We didn't pass up one more opportunity to tie into a rope though. While we were at my parent's, unwinding and cleaning out Kristal's car, we were solicited to clean out the chimney of the wood stove. Here we are chilling on the roof, anchored to the old brick chimney.

And here I am, being belayed by Kristal, exercising my expert chimney sweeping technique.

The trip was incredible. In 4 months we traveled 20589 km, visited 20 destinations in 13 states, and spent 83 days climbing.

We amassed a nice collection of shoes (Kristal more so than I), most of which are in desperate need of being resoled.

We also amassed a mighty collection of guidebooks.


We keep pretty detailed logbooks of everything we climb, more for our own curiosity than anything else, but for those interested, here are the final stats...

We spent 41 days climbing routes (32 trad and 9 sport).
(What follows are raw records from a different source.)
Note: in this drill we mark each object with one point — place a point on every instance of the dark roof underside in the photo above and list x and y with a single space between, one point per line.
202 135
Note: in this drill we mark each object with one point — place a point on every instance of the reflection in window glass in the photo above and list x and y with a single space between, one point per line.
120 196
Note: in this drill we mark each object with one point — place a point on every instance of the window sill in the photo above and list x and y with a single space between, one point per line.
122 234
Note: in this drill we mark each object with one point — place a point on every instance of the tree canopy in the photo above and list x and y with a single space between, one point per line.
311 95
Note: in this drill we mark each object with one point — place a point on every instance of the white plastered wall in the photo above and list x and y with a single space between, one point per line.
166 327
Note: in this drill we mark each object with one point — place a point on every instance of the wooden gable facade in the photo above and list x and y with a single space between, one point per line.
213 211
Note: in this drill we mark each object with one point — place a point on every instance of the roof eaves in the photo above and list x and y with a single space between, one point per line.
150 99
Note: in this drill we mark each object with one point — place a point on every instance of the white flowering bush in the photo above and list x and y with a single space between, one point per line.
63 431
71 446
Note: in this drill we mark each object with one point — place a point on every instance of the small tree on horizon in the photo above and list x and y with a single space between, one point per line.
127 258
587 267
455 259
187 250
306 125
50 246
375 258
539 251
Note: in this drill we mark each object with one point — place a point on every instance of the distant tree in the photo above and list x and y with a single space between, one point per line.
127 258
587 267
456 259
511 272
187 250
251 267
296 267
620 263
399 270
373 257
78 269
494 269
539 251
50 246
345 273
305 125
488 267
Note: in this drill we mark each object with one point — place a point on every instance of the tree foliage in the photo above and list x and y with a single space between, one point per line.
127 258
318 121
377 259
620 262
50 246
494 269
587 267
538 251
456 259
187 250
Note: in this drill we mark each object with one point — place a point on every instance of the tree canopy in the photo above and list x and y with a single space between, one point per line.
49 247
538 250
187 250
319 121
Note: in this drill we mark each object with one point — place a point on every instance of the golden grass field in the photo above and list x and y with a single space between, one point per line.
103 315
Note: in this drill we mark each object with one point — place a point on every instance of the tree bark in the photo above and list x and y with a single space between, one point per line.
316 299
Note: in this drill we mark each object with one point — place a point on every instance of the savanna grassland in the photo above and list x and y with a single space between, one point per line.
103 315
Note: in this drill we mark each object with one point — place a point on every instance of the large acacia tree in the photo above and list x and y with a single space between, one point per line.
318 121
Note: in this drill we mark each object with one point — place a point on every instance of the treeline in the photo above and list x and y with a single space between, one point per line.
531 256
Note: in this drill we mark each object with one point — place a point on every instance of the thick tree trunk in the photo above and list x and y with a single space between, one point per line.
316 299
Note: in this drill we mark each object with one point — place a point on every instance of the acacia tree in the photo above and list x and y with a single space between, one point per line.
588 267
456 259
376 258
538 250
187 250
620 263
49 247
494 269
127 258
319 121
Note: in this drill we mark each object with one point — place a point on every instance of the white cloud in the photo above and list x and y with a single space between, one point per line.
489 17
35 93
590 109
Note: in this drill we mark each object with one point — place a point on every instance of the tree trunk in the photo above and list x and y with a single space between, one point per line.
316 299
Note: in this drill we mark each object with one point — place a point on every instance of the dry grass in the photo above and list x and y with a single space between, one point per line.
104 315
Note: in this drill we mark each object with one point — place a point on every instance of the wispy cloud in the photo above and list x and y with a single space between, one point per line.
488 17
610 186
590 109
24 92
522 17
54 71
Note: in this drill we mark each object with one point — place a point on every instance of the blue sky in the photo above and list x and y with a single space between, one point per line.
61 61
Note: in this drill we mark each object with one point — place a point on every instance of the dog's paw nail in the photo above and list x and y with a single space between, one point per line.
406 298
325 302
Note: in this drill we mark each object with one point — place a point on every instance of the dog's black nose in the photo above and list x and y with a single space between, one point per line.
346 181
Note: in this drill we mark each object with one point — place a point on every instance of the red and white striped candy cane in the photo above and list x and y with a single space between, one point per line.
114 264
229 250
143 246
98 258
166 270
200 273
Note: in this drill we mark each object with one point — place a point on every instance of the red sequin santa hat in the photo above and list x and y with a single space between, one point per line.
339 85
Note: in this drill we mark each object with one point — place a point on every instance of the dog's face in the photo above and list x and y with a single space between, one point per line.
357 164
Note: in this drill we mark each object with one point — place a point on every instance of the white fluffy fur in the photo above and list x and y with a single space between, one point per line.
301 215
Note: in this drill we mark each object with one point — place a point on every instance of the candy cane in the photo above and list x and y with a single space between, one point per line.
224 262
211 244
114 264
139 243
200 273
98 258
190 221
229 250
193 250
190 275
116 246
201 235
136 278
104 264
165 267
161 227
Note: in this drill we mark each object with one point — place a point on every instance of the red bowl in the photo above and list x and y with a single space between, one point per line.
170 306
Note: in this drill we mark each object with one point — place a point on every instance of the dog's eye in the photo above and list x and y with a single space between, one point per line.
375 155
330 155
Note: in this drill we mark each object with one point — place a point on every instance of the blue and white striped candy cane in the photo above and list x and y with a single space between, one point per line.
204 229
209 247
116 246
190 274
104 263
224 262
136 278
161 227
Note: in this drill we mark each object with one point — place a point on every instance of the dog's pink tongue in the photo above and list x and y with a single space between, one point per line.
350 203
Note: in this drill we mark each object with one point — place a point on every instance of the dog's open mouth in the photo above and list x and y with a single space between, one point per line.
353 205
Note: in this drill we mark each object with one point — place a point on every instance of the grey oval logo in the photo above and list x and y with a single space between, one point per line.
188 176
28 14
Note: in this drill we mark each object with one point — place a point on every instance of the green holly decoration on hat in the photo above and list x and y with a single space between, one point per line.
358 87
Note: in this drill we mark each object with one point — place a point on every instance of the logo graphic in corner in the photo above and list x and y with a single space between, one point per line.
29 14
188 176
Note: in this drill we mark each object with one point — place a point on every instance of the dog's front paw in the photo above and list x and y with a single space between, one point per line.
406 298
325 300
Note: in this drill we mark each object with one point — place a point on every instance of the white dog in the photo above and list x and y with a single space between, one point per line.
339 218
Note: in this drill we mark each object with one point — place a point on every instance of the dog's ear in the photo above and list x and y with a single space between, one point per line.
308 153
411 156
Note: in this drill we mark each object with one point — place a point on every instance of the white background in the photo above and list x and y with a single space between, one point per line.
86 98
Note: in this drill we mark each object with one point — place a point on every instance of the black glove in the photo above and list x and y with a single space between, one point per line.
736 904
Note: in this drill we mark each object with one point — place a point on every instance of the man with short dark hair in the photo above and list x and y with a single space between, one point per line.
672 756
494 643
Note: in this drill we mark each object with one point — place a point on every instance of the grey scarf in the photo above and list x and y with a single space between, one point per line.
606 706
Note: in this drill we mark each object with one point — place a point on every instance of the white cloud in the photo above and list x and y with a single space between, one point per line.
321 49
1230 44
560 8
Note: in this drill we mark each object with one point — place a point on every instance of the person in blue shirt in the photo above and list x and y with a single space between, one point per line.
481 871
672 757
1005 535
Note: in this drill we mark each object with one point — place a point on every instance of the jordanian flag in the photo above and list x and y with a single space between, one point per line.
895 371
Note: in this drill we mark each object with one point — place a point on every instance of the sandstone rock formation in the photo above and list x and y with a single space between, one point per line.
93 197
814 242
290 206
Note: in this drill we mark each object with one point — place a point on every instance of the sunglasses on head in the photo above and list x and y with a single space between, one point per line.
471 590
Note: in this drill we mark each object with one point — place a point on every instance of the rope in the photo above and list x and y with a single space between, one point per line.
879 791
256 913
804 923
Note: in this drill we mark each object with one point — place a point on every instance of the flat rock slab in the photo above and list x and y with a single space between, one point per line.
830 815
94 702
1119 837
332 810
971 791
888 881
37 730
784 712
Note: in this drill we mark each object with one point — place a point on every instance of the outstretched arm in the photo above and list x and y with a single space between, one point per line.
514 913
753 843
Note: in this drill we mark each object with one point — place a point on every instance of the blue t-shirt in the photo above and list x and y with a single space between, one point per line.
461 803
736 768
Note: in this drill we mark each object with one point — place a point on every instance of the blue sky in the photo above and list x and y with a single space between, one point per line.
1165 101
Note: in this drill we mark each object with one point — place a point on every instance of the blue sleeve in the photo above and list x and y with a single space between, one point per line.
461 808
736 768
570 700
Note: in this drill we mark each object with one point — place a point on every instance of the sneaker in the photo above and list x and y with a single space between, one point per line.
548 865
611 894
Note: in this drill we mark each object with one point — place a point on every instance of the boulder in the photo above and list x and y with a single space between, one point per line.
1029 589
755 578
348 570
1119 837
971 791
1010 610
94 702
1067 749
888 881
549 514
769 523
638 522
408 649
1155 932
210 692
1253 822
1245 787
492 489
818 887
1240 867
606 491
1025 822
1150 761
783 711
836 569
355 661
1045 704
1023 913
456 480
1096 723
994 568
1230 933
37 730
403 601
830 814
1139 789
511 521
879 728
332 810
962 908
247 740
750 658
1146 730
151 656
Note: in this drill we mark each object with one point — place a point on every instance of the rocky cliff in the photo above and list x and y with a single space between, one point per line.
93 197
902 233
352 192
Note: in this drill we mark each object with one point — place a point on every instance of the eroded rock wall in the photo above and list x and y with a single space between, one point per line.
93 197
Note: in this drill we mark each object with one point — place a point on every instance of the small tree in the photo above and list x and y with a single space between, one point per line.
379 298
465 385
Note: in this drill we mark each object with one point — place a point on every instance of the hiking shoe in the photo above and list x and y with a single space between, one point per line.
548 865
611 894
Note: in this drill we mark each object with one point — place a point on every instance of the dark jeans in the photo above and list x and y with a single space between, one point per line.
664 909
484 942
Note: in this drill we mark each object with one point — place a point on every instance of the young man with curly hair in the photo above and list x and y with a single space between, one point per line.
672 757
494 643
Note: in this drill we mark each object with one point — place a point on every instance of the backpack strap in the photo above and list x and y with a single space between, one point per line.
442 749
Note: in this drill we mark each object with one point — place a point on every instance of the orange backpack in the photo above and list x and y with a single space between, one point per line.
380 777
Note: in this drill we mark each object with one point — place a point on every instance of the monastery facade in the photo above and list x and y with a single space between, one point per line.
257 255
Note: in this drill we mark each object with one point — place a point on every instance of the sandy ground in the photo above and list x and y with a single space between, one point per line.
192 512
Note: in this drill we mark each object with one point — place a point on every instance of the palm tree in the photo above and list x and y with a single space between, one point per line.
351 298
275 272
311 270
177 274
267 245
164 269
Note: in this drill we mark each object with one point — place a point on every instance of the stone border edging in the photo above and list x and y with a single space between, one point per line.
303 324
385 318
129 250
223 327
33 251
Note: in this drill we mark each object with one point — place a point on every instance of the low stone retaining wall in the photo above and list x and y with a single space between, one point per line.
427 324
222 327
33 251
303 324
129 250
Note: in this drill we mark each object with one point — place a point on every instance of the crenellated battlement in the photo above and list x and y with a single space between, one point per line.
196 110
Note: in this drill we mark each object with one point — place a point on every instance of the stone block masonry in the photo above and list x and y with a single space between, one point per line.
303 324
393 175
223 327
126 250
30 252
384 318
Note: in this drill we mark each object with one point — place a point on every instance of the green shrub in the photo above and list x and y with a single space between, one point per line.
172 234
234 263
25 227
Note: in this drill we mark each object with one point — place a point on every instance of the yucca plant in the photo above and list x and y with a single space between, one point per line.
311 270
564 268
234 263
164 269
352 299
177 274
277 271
In that time we climbed a total of 128 routes (74 trad and 54 sport), with 177 total pitches, ranging in total height from 30 to 740 feet and difficulty from 5.2 to 5.11b.

We spent 42 days bouldering (I win!!). I sent a total of 406 problems ranging in difficulty from V0- to V6. I don't have Kristal's numbers but I'm sure they aren't much different.

We'll be home for a couple of weeks before hitting the road again in early September. In the meantime I may or may not post anything here. It depends on if anything interesting happens. I'm looking forward to climbing some of the local areas around Ottawa again. In the fall we are planning to head out west again, to Squamish, eventually to Utah, and anywhere else the road takes us.